そなえよつねに  〈Be Prepared〉
 ボーイスカウト以上のスカウトと指導者のモットー(標語)。

 スカウトは何事に対してもいつでも必ずやり通すという準備を常にしておく、という意味である。
 スカウトはいつも心にも体にも、技にもすきのないよう、どんなことにでも応じることができる心構えをもって「さあこい、準備はできている」ということを意味する。

 そのため、スカウト技能はどんなことでも役立つよう、準備のために日頃から訓練をしておくのである。そしてまた、将来社会に出ても、よい公民としての準備が整った人物になるために、スカウト教育を身につけるという意味をもつ。

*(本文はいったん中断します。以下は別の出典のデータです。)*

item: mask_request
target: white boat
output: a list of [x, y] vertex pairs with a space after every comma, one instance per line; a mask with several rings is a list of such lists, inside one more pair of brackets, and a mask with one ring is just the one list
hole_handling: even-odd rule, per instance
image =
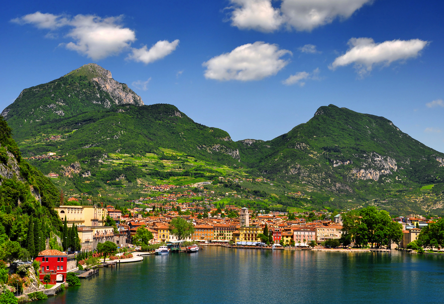
[[197, 252], [199, 251], [199, 246], [197, 245], [192, 245], [191, 246], [189, 246], [187, 247], [186, 250], [187, 252]]
[[160, 247], [156, 249], [155, 251], [156, 254], [157, 254], [157, 255], [168, 254], [170, 250], [166, 246], [161, 246]]

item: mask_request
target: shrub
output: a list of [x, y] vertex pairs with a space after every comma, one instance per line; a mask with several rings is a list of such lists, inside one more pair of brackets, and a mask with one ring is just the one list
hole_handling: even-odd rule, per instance
[[73, 272], [68, 272], [66, 274], [66, 283], [69, 286], [80, 286], [80, 279], [77, 275]]
[[30, 268], [31, 265], [29, 264], [19, 265], [17, 267], [17, 271], [16, 272], [20, 276], [25, 276], [28, 273], [28, 270]]
[[14, 294], [4, 289], [0, 294], [0, 303], [7, 303], [8, 304], [17, 304], [17, 298], [14, 296]]
[[46, 300], [48, 299], [48, 296], [42, 292], [35, 292], [28, 295], [29, 299], [33, 301], [39, 300]]
[[99, 263], [99, 258], [97, 256], [90, 257], [86, 261], [86, 264], [88, 265], [95, 265]]

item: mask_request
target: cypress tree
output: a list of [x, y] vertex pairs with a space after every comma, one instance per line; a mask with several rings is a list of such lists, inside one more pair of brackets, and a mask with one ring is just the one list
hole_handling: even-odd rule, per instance
[[76, 241], [74, 239], [74, 224], [69, 228], [69, 235], [68, 236], [68, 247], [71, 248], [72, 251], [74, 250], [76, 245]]
[[40, 252], [40, 240], [41, 239], [41, 230], [40, 230], [40, 221], [38, 219], [35, 219], [34, 223], [34, 253], [37, 256]]
[[40, 233], [41, 234], [41, 236], [40, 238], [40, 251], [43, 251], [46, 249], [46, 223], [45, 223], [44, 218], [42, 219], [41, 222]]
[[81, 249], [82, 245], [80, 244], [80, 238], [79, 237], [79, 230], [77, 229], [77, 225], [76, 225], [76, 228], [74, 230], [75, 232], [76, 239], [76, 250], [80, 250]]
[[32, 216], [29, 220], [29, 226], [28, 227], [28, 237], [26, 239], [26, 249], [29, 252], [31, 256], [35, 256], [35, 246], [34, 244], [34, 220]]
[[62, 244], [63, 250], [68, 248], [68, 224], [66, 221], [66, 216], [65, 216], [65, 223], [63, 224], [63, 231], [62, 233]]

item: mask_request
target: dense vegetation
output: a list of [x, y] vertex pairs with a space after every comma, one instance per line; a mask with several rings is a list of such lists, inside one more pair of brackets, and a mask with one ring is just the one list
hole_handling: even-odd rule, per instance
[[[104, 189], [111, 186], [211, 180], [216, 188], [267, 199], [269, 209], [372, 205], [395, 215], [443, 211], [439, 159], [444, 154], [383, 117], [330, 105], [271, 141], [234, 142], [226, 132], [195, 123], [173, 105], [104, 107], [97, 94], [111, 96], [98, 92], [90, 81], [94, 76], [74, 73], [27, 89], [6, 116], [24, 157], [56, 154], [32, 161], [45, 174], [78, 163], [80, 172], [61, 181], [77, 193], [108, 196]], [[58, 99], [65, 104], [59, 105], [63, 116], [48, 107]], [[26, 118], [37, 113], [32, 123]], [[0, 161], [7, 157], [0, 149]], [[220, 177], [241, 176], [265, 178], [274, 187], [217, 182]], [[420, 190], [427, 185], [434, 186]], [[310, 195], [285, 194], [297, 191]]]
[[36, 256], [61, 223], [53, 207], [59, 192], [21, 157], [12, 131], [0, 117], [0, 147], [7, 151], [0, 175], [0, 258], [11, 261]]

 Be Prepared の頭文字B,PはベーデンパウエルのB-Pにもつながる。

【参考】
 標語「そなえよつねに」は、往々、非常時に備える心構えだというふうに解かれた。
 鎌倉時代の武士が「いざ鎌倉に事起りなば、錆たりともこの槍をひっさげ、やせたりともこの馬に乗って馳せ参じ・・・」という心意気(佐野源左衛門常世を主人公とした謡曲「鉢の木」にある)を、合言葉とした「いざ鎌倉」という、あの亜流に解されたものであった。

 すなわち「さあこい」、「準備ずみだぞ」という説明を、私自身もスカウトにした記憶がある。 私はそういう解釈だけを、まちがいだとは考えない。 けれども非常時のためだけにスカウティングがある、とは考えない。

 平和の斥候であるスカウトにとって、むしろ、平時における「そなえよつねに」のほうが大事だろう。 それについても、いろいろのケースがある。
 火災だの風水害だの交通事故だの、震災だのという災害、ナダレ、土砂崩れ、生き埋め、急病というように天災と人災がある。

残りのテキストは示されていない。